Supreme Court Hands Victory to California Employers Who Use Arbitration Agreements as a Shield Against “PAGA” Claims

15 June 2022 Blog
Author(s): Kevin Jackson Christopher Ward
Published To: Consumer Class Defense Counsel Labor & Employment Law Perspectives

Today, the United States Supreme Court issued its highly anticipated decision in Viking River Cruises v. Moriana, which decided whether the Federal Arbitration Act (FAA) preempts California’s rule invalidating arbitration agreement provisions that contain a waiver of the right to bring a representative action under the Private Attorneys’ General Act of 2004 (PAGA). 

The Court held that the FAA preempts the ruling of a previous California Supreme Court caseIskanian v. CLS Transportation Los Angeles, LLC “insofar as it precludes division of PAGA actions into individual and non-individual claims through an agreement to arbitrate.” 

This new decision is yet another in a long line of cases reflecting the Court’s pushback against state laws and judicially created doctrines that undermine the FAA.
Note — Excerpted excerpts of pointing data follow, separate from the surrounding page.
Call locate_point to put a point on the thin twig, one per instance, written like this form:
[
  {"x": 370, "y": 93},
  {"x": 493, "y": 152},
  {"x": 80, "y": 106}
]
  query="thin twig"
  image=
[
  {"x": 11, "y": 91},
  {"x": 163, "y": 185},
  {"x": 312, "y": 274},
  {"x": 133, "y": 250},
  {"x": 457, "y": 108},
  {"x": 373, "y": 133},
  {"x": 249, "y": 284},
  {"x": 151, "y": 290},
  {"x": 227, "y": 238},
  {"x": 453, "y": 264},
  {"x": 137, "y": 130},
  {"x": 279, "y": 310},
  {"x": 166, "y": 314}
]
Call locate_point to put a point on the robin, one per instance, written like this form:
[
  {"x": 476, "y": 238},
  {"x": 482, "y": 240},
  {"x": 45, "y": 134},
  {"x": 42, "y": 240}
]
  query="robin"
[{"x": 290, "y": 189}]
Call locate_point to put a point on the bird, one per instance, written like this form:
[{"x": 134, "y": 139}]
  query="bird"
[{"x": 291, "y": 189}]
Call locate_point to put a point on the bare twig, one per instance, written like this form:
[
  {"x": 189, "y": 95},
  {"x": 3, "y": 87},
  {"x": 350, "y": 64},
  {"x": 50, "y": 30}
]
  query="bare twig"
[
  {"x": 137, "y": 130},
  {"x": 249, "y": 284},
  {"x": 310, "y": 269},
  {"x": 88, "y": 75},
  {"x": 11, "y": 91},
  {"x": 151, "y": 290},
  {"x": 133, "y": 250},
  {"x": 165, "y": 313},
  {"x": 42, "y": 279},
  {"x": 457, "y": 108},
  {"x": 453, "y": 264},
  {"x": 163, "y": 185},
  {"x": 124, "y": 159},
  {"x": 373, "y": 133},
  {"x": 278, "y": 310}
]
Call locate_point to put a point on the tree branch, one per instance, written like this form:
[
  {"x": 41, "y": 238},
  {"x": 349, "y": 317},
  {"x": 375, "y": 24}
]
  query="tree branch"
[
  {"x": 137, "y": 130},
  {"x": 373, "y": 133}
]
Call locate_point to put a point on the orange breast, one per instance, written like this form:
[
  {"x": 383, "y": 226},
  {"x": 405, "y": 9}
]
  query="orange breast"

This is a big win for employers with operations in California

The Court’s decision is technical and nuanced, but the key takeaway is that employers can take steps to mitigate the risk of costly representative PAGA actions in California by implementing and enforcing arbitration agreements containing PAGA waivers that require an employee to submit their individual claims to final and binding bilateral arbitration.   
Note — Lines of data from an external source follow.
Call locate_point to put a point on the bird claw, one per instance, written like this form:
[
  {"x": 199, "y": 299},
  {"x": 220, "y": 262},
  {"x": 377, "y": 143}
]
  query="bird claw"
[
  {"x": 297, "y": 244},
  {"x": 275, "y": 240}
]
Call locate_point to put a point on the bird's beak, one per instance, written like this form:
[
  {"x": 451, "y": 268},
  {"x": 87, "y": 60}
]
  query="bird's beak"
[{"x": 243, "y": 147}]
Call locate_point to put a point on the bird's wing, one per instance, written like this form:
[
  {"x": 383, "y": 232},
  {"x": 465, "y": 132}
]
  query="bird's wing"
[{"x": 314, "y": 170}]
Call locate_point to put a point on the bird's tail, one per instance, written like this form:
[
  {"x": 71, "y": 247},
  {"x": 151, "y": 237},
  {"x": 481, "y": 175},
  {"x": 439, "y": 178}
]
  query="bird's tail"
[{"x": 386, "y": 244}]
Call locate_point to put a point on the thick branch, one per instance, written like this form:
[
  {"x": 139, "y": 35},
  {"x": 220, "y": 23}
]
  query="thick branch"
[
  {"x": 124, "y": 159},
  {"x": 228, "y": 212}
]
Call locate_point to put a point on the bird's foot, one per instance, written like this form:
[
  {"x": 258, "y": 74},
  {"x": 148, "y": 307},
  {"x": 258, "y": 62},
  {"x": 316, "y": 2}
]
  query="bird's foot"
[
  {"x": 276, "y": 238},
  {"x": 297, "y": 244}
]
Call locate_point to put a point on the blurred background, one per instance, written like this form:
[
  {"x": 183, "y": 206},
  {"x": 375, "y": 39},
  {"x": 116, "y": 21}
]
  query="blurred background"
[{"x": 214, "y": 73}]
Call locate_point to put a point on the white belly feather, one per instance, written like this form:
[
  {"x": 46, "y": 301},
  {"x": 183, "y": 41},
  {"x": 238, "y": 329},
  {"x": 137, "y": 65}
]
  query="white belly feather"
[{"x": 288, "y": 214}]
For California employers, PAGA likely needs no introduction.  For nearly two decades, PAGA has enabled employees in California to “stand in the shoes” of the Labor and Workforce Development Agency (LWDA) to recover civil penalties for any violation of the California Labor Code.  In a successful PAGA action, the LWDA is entitled to 75 percent of the penalties, and the remaining 25 percent goes to “aggrieved employees.” 

As the Court observed in Viking River, individual “penalties are modest; but given PAGA’s additive dimension, low-value claims may easily be welded together into high-value suits.”  In other words, because “PAGA plaintiffs represent a principal with a potentially vast number of claims at its disposal, PAGA suits ‘greatly increase[e] risks to defendants.’ ”  California employers are all too familiar with these risks and the significant potential for substantial liability for minor, trivial violations of the California Labor Code.  

For several years, employers attempted to limit the risks of costly representative PAGA actions by implementing arbitration agreements with PAGA waivers.  However, in 2014, the California Supreme Court issued its ruling in the Iskanian case holding that pre-dispute agreements to waive the right to bring “representative” PAGA claims are categorically invalid as a matter of public policy. 

According to the California Chamber of Commerce, after the Iskanian decision, annual PAGA filings more than doubled, from 2,000 per year to more than 4,000 per year, and they have continued to rise with each passing year.  Because of the highly punitive nature of PAGA penalties, even smaller employers confront cases giving rise to millions of dollars of potential liability. 

While the Court’s decision in Viking River is a huge win for employers in California, it is not without limits.  The Court held that “Iskanian’s prohibition on wholesale waivers of PAGA claims is not preempted by the FAA.”  This means that employees in California may still pursue PAGA penalties on an individual basis in arbitration.  However, the Court made it clear that Iskanian’s rule that “PAGA actions cannot be divided into individual and non-individual claims is preempted,” which compelled enforcement of the employer’s arbitration agreement to send the individual employee’s claims to arbitration.  The Court held that once an employee’s individual PAGA claim is submitted to arbitration, the employee lacks standing to pursue representative PAGA claims in Court. 

While a victory for employers, this ruling is not the end of PAGA.  As Justice Sotomayor’s concurring opinion observed, the Court based its decision on “available guidance from California courts” regarding state-law rules of standing.  She quickly noted that “if this Court’s understanding of state law is wrong, California courts, in an appropriate case, will have the last word.  Alternatively, if this Court’s understanding is right, the California Legislature is free to modify the scope of statutory standing under PAGA within state and federal constitutional limits.”  The next few years are sure to deliver further development of the law in the PAGA arena, particularly given California’s public policy in enforcing the Labor Code and recovering civil penalties—which have been a huge boon to the LWDA’s coffers.

For now, employers should consult with legal counsel to review, revise, or prepare arbitration agreements containing valid PAGA waivers within the limits established in Viking River

As many employers will recall, in 2019, California passed a law prohibiting employers from requiring employees to sign arbitration agreements as a condition of employment.  That law was set to take effect on January 1, 2020, but is currently undergoing legal challenges.   Most recently, a panel of the Ninth Circuit upheld most of this law, but the California Chamber of Commerce petitioned the Ninth Circuit for a rehearing en banc, in which the entire appeals court will re-analyze the matter.  Given this uncertainty, it is critical that employers work with experienced employment counsel to ensure that their arbitration agreements have the greatest chance of being upheld and enforced in court.